かわいい学友
「入学おめでとう、未来を担う子どもたちよ」
ついに来た、入学式。講壇にいるかつての同級生で学友が力のこもった言葉を述べている。
(なんだろう……、不思議な感覚…)
今朝まで書類仕事に追われていたミラ・ゼネル――もといい、ミネルバ・イリアスはぼんやりと、連絡をしていなかった旧友を眺めていた。目元には薄っすらと隈らしきものがある。
「次に先生方を紹介します」
どうやら、担任と養護教諭だけらしい。A組から順に、リシ・サラシオ先生、ネネロア・ティアナ先生、シオン・クラン先生、アリステア・アルセーヌ先生。そして、養護教諭のサラ・ソネット先生。
「これで入学式を閉式いたします。順に教室に向かいます」
そう言うと同時に、各人のもとにクラスが書かれた手紙が飛んできた。
「ここも変わらないんだな」
ミラのつぶやきは誰も拾いはしなかった。
「A組から移動しまます!A組のみなさん、ついてきてください!」
元気のいい先生だな〜。ミラが進みだしたとき、前を進む少女が白いハンカチを落とした。
「落としましたよ」
「あ、ありがとうございます!て、あ!さっき、転ばないように支えてくれた人!」
(そういえば、転びそうになった少女を助けたな。誰だったか忘れたが、この子だったか)

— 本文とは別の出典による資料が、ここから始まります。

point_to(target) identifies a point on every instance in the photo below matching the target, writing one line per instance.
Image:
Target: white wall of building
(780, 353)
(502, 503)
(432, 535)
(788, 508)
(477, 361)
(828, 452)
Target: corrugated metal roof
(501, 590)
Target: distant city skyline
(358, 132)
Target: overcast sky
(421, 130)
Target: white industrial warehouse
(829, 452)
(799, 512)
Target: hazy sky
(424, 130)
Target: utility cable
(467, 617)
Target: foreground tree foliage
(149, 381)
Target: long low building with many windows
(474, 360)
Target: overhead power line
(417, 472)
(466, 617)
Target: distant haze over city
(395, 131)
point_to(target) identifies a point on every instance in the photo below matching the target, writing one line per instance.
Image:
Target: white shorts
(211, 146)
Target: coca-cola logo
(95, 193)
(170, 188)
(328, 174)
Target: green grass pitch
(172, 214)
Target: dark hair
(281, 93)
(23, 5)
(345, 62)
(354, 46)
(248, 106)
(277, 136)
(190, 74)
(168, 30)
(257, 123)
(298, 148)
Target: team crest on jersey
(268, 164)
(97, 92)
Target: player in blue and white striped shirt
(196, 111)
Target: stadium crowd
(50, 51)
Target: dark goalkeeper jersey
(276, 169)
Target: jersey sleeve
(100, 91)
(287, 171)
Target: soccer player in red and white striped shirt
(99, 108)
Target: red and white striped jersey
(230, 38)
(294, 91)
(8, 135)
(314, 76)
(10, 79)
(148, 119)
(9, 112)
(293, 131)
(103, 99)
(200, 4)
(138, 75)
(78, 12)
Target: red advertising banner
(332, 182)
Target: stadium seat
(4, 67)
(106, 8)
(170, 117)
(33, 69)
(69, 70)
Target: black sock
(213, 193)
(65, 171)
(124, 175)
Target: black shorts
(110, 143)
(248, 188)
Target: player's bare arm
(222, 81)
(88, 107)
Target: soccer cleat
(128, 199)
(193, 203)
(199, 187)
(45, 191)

「あのときは挨拶もしず、すみませんでした。私はミラ・ゼネルです。クラスメイトとして、よろしくおねがいします」
「リリー・アイランです。庶民出なので、敬語を外してください!えっと…、友達になってくれませんか?」
パッと開いた笑顔がミラを照らした。その後の若干、もじもじした感じにも心を打たれた。
(なんて、かわいい子!)
「もちろんだよ、リリー。私も庶民出だから、よろしく」
「はい!ミラちゃんは『エルフ』ですか?」
「そ。目立つからわかりやすいでしょ?」
「初めて会いました!」
「そりゃ〜、そうでしょ。世界一エルフの多い国だけど、あまり、私達は出ないからね。特定の里から」
サンサール帝国は世界の中でも、エルフの総人口が多い国。しかし、定住区からめったに外に出ないため、珍しがられるのは、当たり前だ。
「じゃあ、なんでここに?」
「なんとなく、かな?見聞を広げるために」
「そっか〜」
「閉鎖的な空間でずっといるのは良くないらしく、長が推奨してるんだ、外に出て学ぶことをな。そういう君は?」
「いろんなことを学びたいの!」
「ホォ〜、勤勉だね」
「そんなことないよ〜」
リリーはキラキラしていた。
(友達として、この子も守りますか。てか、そうしたほうがいいな。悪い虫が付きそうだ)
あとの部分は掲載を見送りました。